Flow Cytometry Analysis and Intracellular Staining.
Intracellular GFP and IL-4 expression were analyzed as described (5). To detect nerve growth factor receptor (NGFR), cells were incubated with biotin-labeled anti-human NGFR antibody (PharMingen) in staining buffer for 30 min. After three washes, cells were stained with antigen-presenting cell–streptavidin (PharMingen).
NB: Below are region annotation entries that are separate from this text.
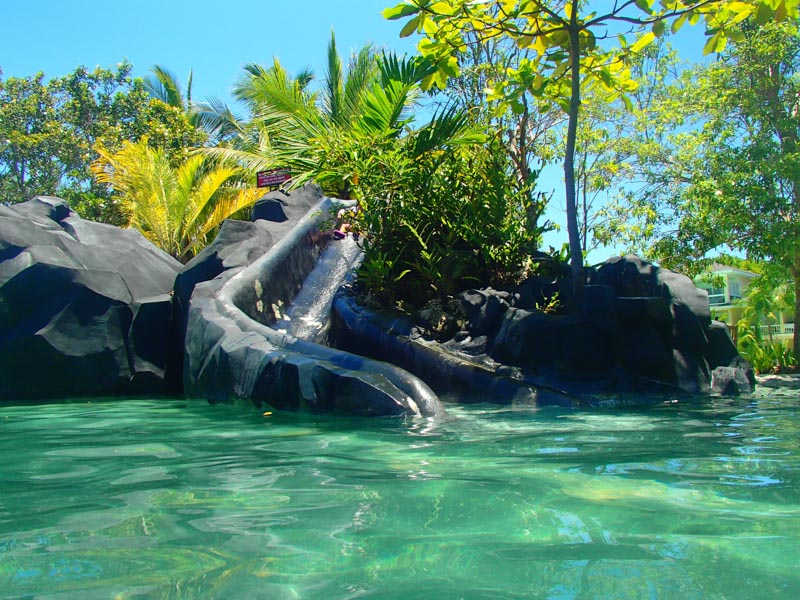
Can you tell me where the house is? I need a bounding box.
[694,264,794,341]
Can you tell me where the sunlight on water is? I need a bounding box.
[0,392,800,599]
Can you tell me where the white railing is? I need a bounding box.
[758,323,794,335]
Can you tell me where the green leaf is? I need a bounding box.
[381,2,419,21]
[670,13,686,35]
[755,2,775,25]
[636,0,653,15]
[428,2,455,17]
[703,31,728,55]
[631,31,656,53]
[400,14,422,37]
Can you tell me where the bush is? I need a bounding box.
[320,131,543,309]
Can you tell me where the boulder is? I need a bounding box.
[181,192,443,416]
[0,196,181,399]
[334,255,754,406]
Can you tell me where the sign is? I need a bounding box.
[256,169,292,187]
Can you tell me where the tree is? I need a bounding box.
[0,63,205,224]
[443,32,563,237]
[143,65,192,113]
[384,0,798,290]
[600,23,800,355]
[92,140,261,262]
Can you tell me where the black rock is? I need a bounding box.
[0,196,181,399]
[711,367,755,396]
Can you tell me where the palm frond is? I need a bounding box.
[411,106,487,157]
[321,31,344,123]
[189,96,245,143]
[143,65,185,110]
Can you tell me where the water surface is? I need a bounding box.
[0,392,800,600]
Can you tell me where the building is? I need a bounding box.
[694,265,794,341]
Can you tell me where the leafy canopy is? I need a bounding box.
[92,140,261,261]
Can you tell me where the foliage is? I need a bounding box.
[592,23,800,353]
[340,135,541,307]
[0,63,205,224]
[206,33,541,307]
[384,0,798,288]
[442,32,564,237]
[92,140,261,261]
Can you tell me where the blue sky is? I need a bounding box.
[0,0,703,262]
[0,0,414,104]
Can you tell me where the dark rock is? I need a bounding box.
[706,321,739,369]
[459,288,511,337]
[250,184,322,225]
[0,196,181,399]
[334,251,754,406]
[589,254,660,298]
[183,192,443,416]
[414,299,465,342]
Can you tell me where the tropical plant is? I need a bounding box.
[198,31,541,307]
[0,63,205,224]
[92,140,261,262]
[592,22,800,354]
[384,0,798,290]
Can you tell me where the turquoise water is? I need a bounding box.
[0,392,800,600]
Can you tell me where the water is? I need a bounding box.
[0,392,800,600]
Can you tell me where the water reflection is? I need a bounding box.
[0,396,800,598]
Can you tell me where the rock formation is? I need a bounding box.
[334,255,755,406]
[0,196,181,399]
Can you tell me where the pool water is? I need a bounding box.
[0,391,800,600]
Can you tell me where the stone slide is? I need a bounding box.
[0,186,444,415]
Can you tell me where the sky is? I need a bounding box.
[0,0,703,262]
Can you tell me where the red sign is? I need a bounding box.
[256,169,292,187]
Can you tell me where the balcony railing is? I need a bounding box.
[708,294,742,306]
[759,323,794,335]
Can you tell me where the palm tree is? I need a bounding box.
[92,140,261,262]
[203,33,475,197]
[143,65,192,113]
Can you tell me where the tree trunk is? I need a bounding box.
[564,0,584,296]
[792,257,800,363]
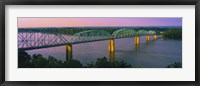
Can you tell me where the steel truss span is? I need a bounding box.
[18,28,156,50]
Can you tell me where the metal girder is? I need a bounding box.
[112,28,136,38]
[148,30,156,35]
[18,28,156,49]
[137,30,148,36]
[71,30,111,43]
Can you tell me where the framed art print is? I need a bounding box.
[0,0,199,86]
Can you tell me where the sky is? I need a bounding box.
[18,17,182,28]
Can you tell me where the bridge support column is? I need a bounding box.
[153,35,157,40]
[108,39,115,52]
[66,44,72,61]
[135,36,140,45]
[146,35,150,43]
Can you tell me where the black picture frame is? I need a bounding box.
[0,0,200,86]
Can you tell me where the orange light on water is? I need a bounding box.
[108,39,115,52]
[66,45,72,60]
[135,36,140,44]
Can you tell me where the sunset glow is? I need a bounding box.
[18,17,182,28]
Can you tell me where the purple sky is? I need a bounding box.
[18,17,182,28]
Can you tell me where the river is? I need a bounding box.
[26,33,182,68]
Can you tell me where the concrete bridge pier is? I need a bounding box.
[153,34,157,40]
[66,44,72,61]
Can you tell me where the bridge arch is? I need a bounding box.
[71,30,111,43]
[112,28,136,38]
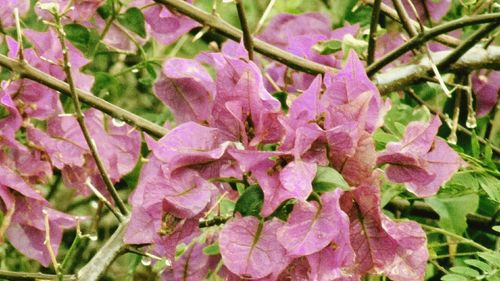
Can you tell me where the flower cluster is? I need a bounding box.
[0,0,492,281]
[125,40,461,280]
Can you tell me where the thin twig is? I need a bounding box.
[372,46,500,94]
[420,224,491,252]
[366,13,500,76]
[366,0,382,65]
[437,20,500,71]
[85,178,122,221]
[448,83,463,144]
[0,54,168,138]
[236,0,253,60]
[384,198,495,234]
[151,0,336,74]
[390,0,418,37]
[54,14,128,215]
[362,0,460,47]
[14,8,24,62]
[0,270,76,281]
[76,217,130,281]
[43,210,63,281]
[406,90,500,154]
[253,0,276,34]
[404,0,451,97]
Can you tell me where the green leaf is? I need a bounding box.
[312,166,349,192]
[425,194,479,235]
[0,104,10,119]
[219,198,236,217]
[313,39,342,55]
[380,184,405,208]
[446,171,479,191]
[117,7,146,38]
[91,72,121,98]
[146,62,158,80]
[464,260,493,273]
[450,266,479,277]
[203,242,220,256]
[477,252,500,267]
[477,175,500,203]
[470,130,481,158]
[152,258,170,272]
[64,23,90,51]
[97,0,114,19]
[273,92,288,113]
[268,199,295,221]
[373,129,399,150]
[441,273,469,281]
[342,34,368,60]
[234,185,264,217]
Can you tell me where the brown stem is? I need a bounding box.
[155,0,336,74]
[366,13,500,76]
[0,54,168,138]
[437,21,500,71]
[406,88,500,154]
[392,0,418,37]
[54,14,128,217]
[366,0,382,65]
[236,0,253,60]
[362,0,460,47]
[0,270,76,281]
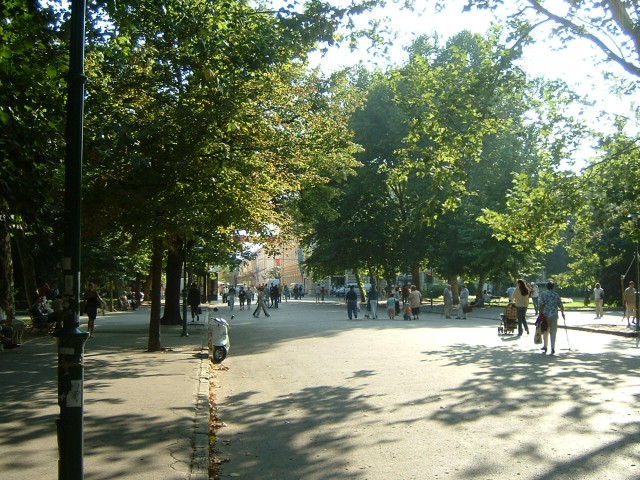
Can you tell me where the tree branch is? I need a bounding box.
[528,0,640,77]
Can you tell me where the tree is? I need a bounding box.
[78,1,376,349]
[0,0,67,308]
[567,122,640,303]
[448,0,640,77]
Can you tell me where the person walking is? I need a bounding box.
[513,278,529,337]
[387,295,397,320]
[227,285,238,310]
[538,282,565,355]
[529,282,540,316]
[456,283,469,320]
[84,283,102,338]
[238,285,248,310]
[369,285,378,318]
[409,285,422,320]
[345,285,358,320]
[187,282,201,323]
[393,287,402,315]
[622,282,638,327]
[253,287,271,318]
[593,283,604,318]
[442,284,453,318]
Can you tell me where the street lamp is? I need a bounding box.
[627,213,640,331]
[54,0,89,480]
[182,240,202,337]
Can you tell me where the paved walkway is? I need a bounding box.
[0,307,209,480]
[0,298,636,480]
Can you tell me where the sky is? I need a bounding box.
[304,0,633,170]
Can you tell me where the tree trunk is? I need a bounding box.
[157,238,182,325]
[352,268,367,302]
[449,275,460,304]
[411,265,422,292]
[13,227,38,307]
[0,226,16,317]
[148,238,164,352]
[476,273,487,299]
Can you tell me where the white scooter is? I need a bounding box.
[207,307,235,363]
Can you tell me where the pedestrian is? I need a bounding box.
[513,278,529,337]
[622,282,638,327]
[593,283,604,318]
[529,282,540,317]
[402,283,409,305]
[456,283,469,319]
[238,285,247,310]
[84,283,102,338]
[227,285,238,310]
[442,284,453,318]
[253,287,271,318]
[369,285,378,318]
[187,282,201,322]
[387,295,397,320]
[269,283,280,308]
[247,285,256,310]
[538,282,565,355]
[409,285,422,320]
[345,285,358,320]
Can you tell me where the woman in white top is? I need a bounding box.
[593,283,604,318]
[513,278,529,337]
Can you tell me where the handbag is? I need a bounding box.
[535,314,549,332]
[533,325,542,345]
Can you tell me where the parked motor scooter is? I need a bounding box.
[208,307,235,363]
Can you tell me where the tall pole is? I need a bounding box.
[182,240,189,337]
[55,0,88,480]
[635,246,640,331]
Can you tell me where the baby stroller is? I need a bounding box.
[498,303,518,335]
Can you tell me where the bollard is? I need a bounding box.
[53,312,89,480]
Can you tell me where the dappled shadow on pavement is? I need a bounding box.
[214,385,385,479]
[0,319,200,480]
[405,344,640,480]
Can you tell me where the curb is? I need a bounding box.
[558,325,640,338]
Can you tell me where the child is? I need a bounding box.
[387,295,396,320]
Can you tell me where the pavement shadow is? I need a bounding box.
[404,344,640,480]
[215,382,386,479]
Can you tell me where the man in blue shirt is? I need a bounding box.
[538,282,564,355]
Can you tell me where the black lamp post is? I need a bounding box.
[628,213,640,331]
[182,240,202,337]
[54,0,89,480]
Analysis of Chromosome 11 Copy Number.
Four days after the cells were stimulated with anti-CD3, anti-CD28, and antigen-presenting cells, they were put in IL-2-containing medium for 3 days. Cells were harvested for metaphase chromosomes. A spectrum orange-labeled chromosome 11 painting probe was generated by degenerate oligo-primed–PCR from flow-sorted mouse chromosomes (14).
Retroviral Infection.
Infection of T cells with a retrovirus containing Stat6-VT and NGFR was carried out as described (15).
Methylation-Specific PCR.
Genomic DNA was isolated from 1–2 × 106 cells by using a Wizard Genomic DNA Purification Kit (Promega). Bisulfite treatment of DNA was performed by using a CpGenome DNA Modification Kit (Intergen, Purchase, NY). PCR amplification was performed with AmpliTaq Gold polymerase (Applied Biosystems). Primer sequences are shown in Table 3, which is published as supporting information on the PNAS web site, www.pnas.org.
Bisulfite Sequencing.
The primers were 5′-AGG-TGA-TGT-AGG-TAT-TAA-AAT-TAA-ATA-3′ and 5′-TCC-AAA-TAT-CCC-TAA-AAC-TCC-TTA-AAA-AC-3′. PCR products were cloned into T-vector, and individual clones were picked and sequenced.
CHIP.
CHIP analysis was carried out by using a CHIP Assay kit (United States Biochemical). Soluble chromatin was immunoprecipitated with anti-acetylated H3 IgG (United States Biochemical) or control rabbit IgG (Sigma) overnight at 4°C. After deproteination and reversal of cross-links, the presence of selected DNA sequences was assessed by PCR. Comparisons between samples was carried out by diluting the immunoprecipitated product by 4-fold steps and assessing the degree of dilution required to give a comparable PCR product. Primer sequences are shown in Table 4, which is published as supporting information on the PNAS web site.
Real-Time PCR.
Real-time PCR was done as described (5). Primers for c-maf were 5′-GGT-GAT-CCG-ACT-GA-GCA-GAA-3′ and 5′-TCC-GAC-TCC-AGG-ACG-TGT-CT-3′. The probe was 5′-FAM-TAT-GCC-CAG-TCC-TGC-CGC-TTC-AAG-3′.
Results
Stability of TH2 Clones.
Single naïve CD4+ T cells from Gfp/Gfp mice were cloned in the presence of irradiated T-depleted spleen cells, soluble anti-CD3, anti-CD28, IL-4, anti-IL-12, and anti-IFN-γ. Virtually all of the resultant clones contained cells that became GFP+ when stimulated with immobilized anti-CD3 and anti-CD28; the proportion of GFP+ cells varied from as few as 1–2% to as many as 40% in individual clones. In general, the proportion of cells within a clone that became GFP+ on stimulation was stable.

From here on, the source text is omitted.